In this project, the Foundation is applying intersectionality principles to support gender responsive strategies and facilitating civic voice access to climate change policy making spaces.

About the project

Understanding the intersectional needs and impacts of climate change on women and vulnerable communities and galvanising their voices to engage in climate change policy processes is part of the Participatory Governance and Gender team’s capacity development programme for 2018-2021.

In phase one of this project, a comprehensive analysis of the multifaceted relationship between gender and climate change in Caribbean society was undertaken. Less than a year after the Caribbean was hit by two devastating hurricanes, the Foundation in partnership with the UNDP’s Global Environmental Facility, convened an exploratory discussion with more than 40 civil society colleagues from all Caribbean Commonwealth countries in June 2018 in Barbados. The discussion set out to understand gender intersectionality issues regarding climate change impacts, current civil society programming around climate change and to share knowledge and determine ways to advance civil society’s policy advocacy around gender and climate change.

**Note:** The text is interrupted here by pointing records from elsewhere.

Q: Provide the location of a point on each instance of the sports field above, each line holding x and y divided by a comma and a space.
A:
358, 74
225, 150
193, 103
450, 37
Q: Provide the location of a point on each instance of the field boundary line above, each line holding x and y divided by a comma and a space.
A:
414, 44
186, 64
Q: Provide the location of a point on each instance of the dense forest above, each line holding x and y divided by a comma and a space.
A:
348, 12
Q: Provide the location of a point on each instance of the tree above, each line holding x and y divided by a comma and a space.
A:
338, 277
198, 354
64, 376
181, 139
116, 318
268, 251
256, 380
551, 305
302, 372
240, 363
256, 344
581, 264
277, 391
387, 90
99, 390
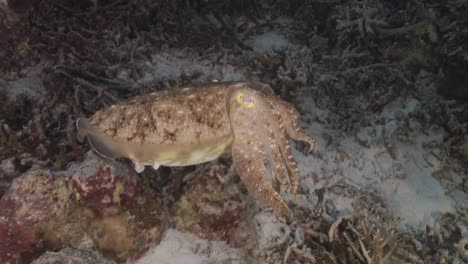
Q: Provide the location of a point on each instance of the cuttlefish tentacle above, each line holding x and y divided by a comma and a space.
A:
251, 170
291, 165
292, 124
273, 154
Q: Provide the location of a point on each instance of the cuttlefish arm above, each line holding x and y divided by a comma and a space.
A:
260, 125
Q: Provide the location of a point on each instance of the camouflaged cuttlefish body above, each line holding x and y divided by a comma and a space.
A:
194, 125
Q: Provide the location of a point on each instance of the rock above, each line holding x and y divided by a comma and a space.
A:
72, 256
210, 209
96, 204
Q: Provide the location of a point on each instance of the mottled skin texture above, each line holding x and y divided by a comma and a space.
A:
194, 125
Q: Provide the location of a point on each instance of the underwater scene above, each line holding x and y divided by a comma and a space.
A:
233, 132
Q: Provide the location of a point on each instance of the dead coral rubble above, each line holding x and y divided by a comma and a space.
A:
93, 205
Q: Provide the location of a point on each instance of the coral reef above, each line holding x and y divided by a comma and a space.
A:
381, 86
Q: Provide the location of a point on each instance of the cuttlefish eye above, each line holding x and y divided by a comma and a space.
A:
245, 100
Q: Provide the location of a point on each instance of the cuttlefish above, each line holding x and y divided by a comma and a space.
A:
192, 125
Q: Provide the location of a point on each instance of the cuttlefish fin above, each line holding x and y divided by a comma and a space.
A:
99, 142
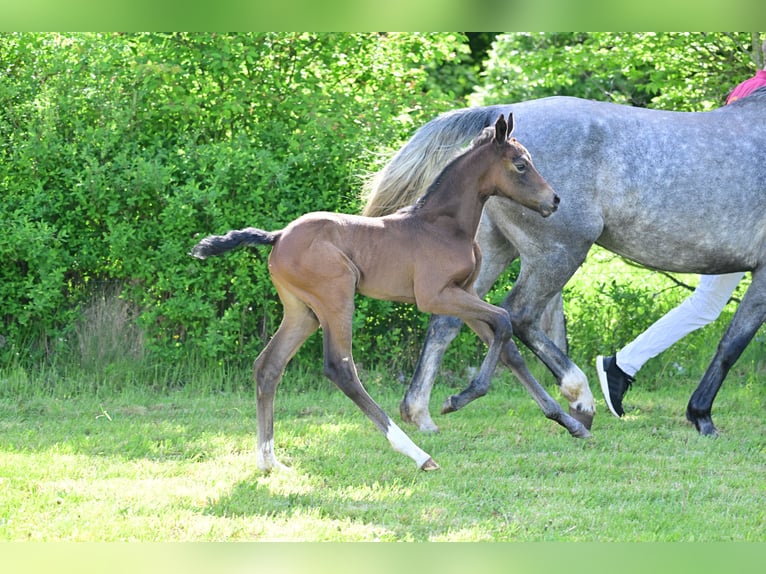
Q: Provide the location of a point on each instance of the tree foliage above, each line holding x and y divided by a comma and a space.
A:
117, 151
677, 71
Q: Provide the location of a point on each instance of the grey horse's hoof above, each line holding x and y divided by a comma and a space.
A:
703, 423
583, 417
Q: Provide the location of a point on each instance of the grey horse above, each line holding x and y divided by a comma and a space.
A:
675, 191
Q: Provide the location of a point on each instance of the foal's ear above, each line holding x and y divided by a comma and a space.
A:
501, 130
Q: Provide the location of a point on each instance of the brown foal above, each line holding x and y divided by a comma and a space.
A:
425, 254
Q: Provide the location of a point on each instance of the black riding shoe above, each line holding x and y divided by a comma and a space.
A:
614, 383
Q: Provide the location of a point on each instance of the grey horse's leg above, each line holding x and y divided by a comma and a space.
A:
750, 315
525, 303
498, 253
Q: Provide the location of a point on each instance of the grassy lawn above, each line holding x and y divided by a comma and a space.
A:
141, 465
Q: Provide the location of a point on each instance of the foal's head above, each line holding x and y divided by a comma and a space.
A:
514, 175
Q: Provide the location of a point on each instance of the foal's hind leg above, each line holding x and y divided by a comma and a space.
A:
339, 367
497, 254
298, 323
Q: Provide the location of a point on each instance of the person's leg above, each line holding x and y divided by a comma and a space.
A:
699, 309
702, 307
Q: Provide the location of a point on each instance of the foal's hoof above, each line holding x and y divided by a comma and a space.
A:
449, 405
584, 417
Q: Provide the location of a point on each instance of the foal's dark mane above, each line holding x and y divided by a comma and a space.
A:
485, 136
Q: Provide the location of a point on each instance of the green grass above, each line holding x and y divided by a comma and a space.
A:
180, 466
121, 449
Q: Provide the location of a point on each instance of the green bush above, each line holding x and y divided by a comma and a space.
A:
122, 150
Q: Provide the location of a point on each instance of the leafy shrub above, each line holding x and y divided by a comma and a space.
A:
122, 150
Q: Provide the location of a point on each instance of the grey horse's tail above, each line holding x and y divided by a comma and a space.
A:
409, 173
217, 244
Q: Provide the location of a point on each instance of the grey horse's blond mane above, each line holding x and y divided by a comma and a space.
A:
407, 176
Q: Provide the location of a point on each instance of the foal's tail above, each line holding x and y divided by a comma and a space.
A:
409, 173
217, 244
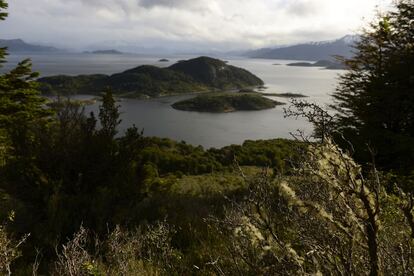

The in-depth exploration of the intersections of gender and climate change is accompanied and supported by the Institute of Gender and Development Studies of the University of the West Indies, Mona, Jamaica. Participants in the first phase of this process understood that climate change impacts women, marginalised people and communities more significantly than others.

In phase two of the project, civic voice capacities are being enhanced to mainstream gender analysis in its programming strategies and increase their understanding of possible channels to engage in policy processes.  The Foundation is facilitating dialogues with decision-makers and institutions to explore how best to work together, and to share findings from its analysis to influence policy negotiations.

 

Project Partners
Global Environment Facility's Small Grants Programme - United Nations Development Programme

Launched in 1992, the year of the Rio Earth Summit, the Global Environment Facility (GEF) Small Grants Programme (SGP) is a global corporate programme, funded by GEF, implemented by United Nations Development Programme (UNDP) on behalf of the GEF partnership and executed by United Nations Office for Project Services (UNOPS).

The Institute of Gender and Development Studies (Mona Campus Unit) of the University of the West Indies

The IGDS was first established in 1993 as the Centre for Gender and Development Studies. In 2008 the UWI upgraded the Centre to achieve Institute status, able to grant its own degrees. The Major in Gender and Development was also introduced at Mona in 2008. Today the Institute is a well-established multi-disciplinary and interdisciplinary department of the University of the West Indies (UWI) with four (4) Units; a Regional Coordinating Unit (RCU) located in the UWI's Regional Headquarters and three campus units: The Mona Unit (Jamaica); the Nita Barrow Unit (Barbados) and the St. Augustine Unit (Trinidad & Tobago).